The carriage came to a complete stop.
“Stay put,” he said. “I’ll find out why we’ve stopped.”
Georgie and Marian watched as he hopped down. After a moment, Georgie said, “We can’t be that far from our destination.”
“No,” Marian murmured. “We’re meant to get there early evening. Lady Manston sent word ahead for the staff.”
Georgie nodded, suddenly very aware of the flock of butterflies taking root in her stomach. The only good thing to have come from Cat-Head’s caterwauling was that she hadn’t been able to think about the night that lay ahead.
The plan was to spend the night at Manston House, in London. It was the logical first layover on the journey north, and it meant that Georgie and Nicholas would not have to have their wedding night at an inn.
They also would not have to spend it with their families, who were back in Kent. Georgie could not imagine spending her wedding night at Crake, knowing that Nicholas’s family were all in their own bedchambers, just down the hall. The only thing worse would be spending the night at Aubrey Hall, with her own family right there.
“Can you see what’s happening?” she asked Marian, who was now fully out of her seat and hanging out the open door.
“Mr. Rokesby is speaking with Jameson,” Marian said.
“Jameson the groom?”
Marian nodded. “He looks peaked.”
“Jameson or Mr. Rokesby?”
“Jameson,” Marian confirmed. “Wasn’t he meant to be riding ahead to London?”
“He did ride ahead to London.”
“Well, he’s back.”
“That doesn’t make any sense,” Georgie countered.

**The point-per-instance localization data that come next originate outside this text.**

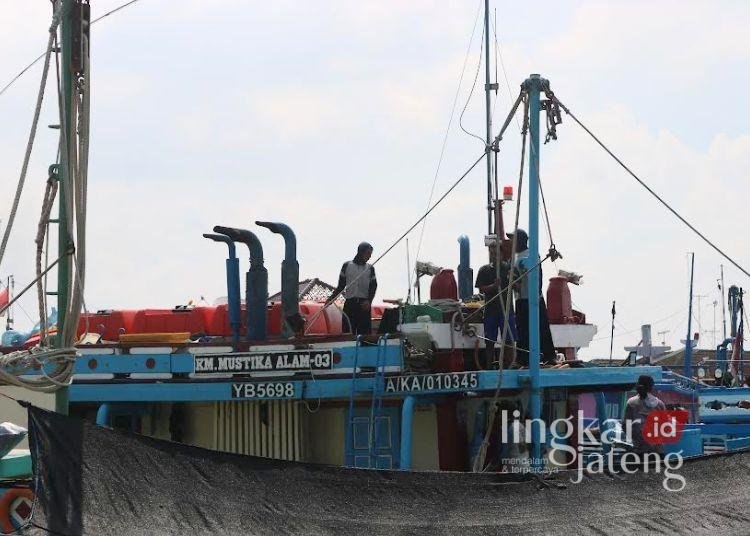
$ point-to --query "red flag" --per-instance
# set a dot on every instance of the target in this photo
(4, 297)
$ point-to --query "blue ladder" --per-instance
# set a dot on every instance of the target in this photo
(376, 402)
(349, 442)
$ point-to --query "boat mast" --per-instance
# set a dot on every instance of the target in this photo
(488, 87)
(687, 368)
(73, 26)
(723, 307)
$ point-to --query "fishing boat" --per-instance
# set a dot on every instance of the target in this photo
(264, 415)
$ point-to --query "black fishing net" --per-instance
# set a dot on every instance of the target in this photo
(95, 481)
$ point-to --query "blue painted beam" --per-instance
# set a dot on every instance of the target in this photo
(737, 444)
(183, 363)
(332, 388)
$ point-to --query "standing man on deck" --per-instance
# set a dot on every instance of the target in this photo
(358, 283)
(490, 284)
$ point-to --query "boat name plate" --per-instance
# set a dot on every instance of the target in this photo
(432, 382)
(262, 361)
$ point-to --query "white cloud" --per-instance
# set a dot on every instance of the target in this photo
(330, 116)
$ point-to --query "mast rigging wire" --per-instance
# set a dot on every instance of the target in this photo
(471, 92)
(36, 60)
(647, 187)
(447, 130)
(32, 133)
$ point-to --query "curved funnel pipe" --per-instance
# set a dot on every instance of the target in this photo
(289, 274)
(233, 284)
(465, 273)
(256, 282)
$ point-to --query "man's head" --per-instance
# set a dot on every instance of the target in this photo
(364, 251)
(522, 240)
(492, 250)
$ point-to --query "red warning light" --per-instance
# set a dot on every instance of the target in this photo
(507, 193)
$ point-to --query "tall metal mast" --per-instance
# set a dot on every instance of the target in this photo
(534, 87)
(687, 368)
(73, 29)
(723, 307)
(488, 87)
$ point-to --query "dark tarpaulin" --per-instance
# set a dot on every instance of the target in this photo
(96, 481)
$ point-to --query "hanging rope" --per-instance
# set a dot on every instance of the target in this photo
(40, 56)
(648, 188)
(458, 181)
(32, 133)
(479, 460)
(447, 131)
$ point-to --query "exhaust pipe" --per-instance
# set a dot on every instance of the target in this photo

Marian turned back to look at Georgie. “Sense or not, he’s here and he’s talking to Mr. Rokesby, and neither one looks pleased. Oh, hold up, here come Marcy and Darcy.”

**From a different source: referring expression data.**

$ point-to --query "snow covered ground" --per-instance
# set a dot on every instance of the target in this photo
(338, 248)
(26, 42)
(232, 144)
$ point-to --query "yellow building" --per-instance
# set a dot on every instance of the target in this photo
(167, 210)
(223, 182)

Marcy and Darcy were Mrs. Hibbert’s twin daughters. Georgie wasn’t sure how old they were—fifteen? Sixteen? They were riding in the second coach along with their mother and Wheelock’s nephew (also called Wheelock). The traveling party was rounded out by two Aubrey Hall footmen serving as outriders, two Crake footmen (also serving as outriders), an Aubrey Hall coachman, a Crake coachman, an Aubrey Hall stable-boy, and Jameson, the groom from Crake who had ridden ahead to London.
“Do you know what’s happening?” Marian asked Marcy.
Or Darcy, Georgie wasn’t sure which. The two girls were wholly identical in appearance.
“Something about pestilence,” Marcy-or-Darcy said.
“Pestilence?” Georgie echoed, instinctively starting to rise.
“Don’t move!” Marian whisper-shrieked.
Georgie grumbled, but she did as bid. She didn’t want Cat-Head to awaken any more than Marian did.
“What was happening in your coach?” one of the twins asked Marian. The other wandered off, presumably in search of more interesting conversation.
“The noise?” Marian asked. “It was the cat.”
“There was no way they could hear him in the second coach,” Georgie protested.
The young maid shrugged. “It sounded like the devil himself was riding up here with you.”
“Again,” Georgie said, not that anyone was listening, “I don’t believe you could hear him.”
Marcy-or-Darcy (Georgie was really going to have to learn how to tell the two apart) poked her head in. “Did you kill it, ma’am?”
“No, I didn’t kill the cat,” Georgie snapped.
Marcy-or-Darcy looked unconvinced.
“I’m sure Mr. Rokesby didn’t say anything about pestilence,” Georgie said.